Impact on Extrapulmonary Manifestations

The impact of CFTR modulators on extrapulmonary manifestations of cystic fibrosis is less well established, but significant weight gain and improvement in quality of life have been demonstrated 3.

• CFTR modulators have also been shown to improve nutritional outcomes and reduce the risk of complications such as diabetes and liver disease 3, 7.
• However, more research is needed to fully understand the effects of CFTR modulators on extrapulmonary manifestations and to develop more effective treatments for patients with rare mutations 7.

Future Directions

Future directions for the treatment of cystic fibrosis include the development of more potent and targeted therapies, such as gene therapy and gene editing, which have the potential to directly target genetic defects 7.
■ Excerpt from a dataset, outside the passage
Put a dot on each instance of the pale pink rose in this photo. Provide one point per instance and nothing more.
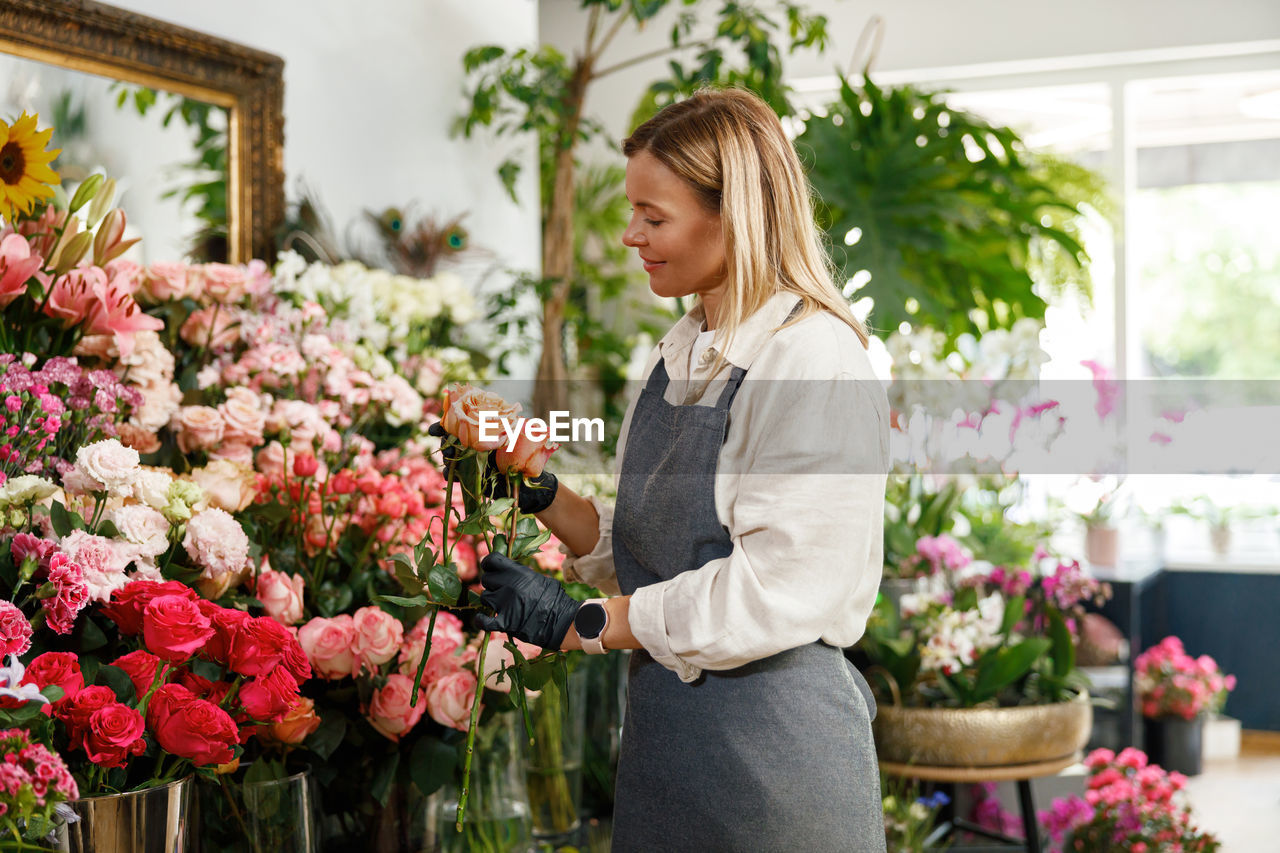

• The use of nano-compounds and drug delivery systems to enhance CFTR expression and the activity of antimicrobials against chronic pulmonary infections is also being explored 7.
• Overall, the development of CFTR modulators has revolutionized the treatment of cystic fibrosis, and ongoing research aims to further improve outcomes for patients with this disease 3, 4, 5, 6, 7.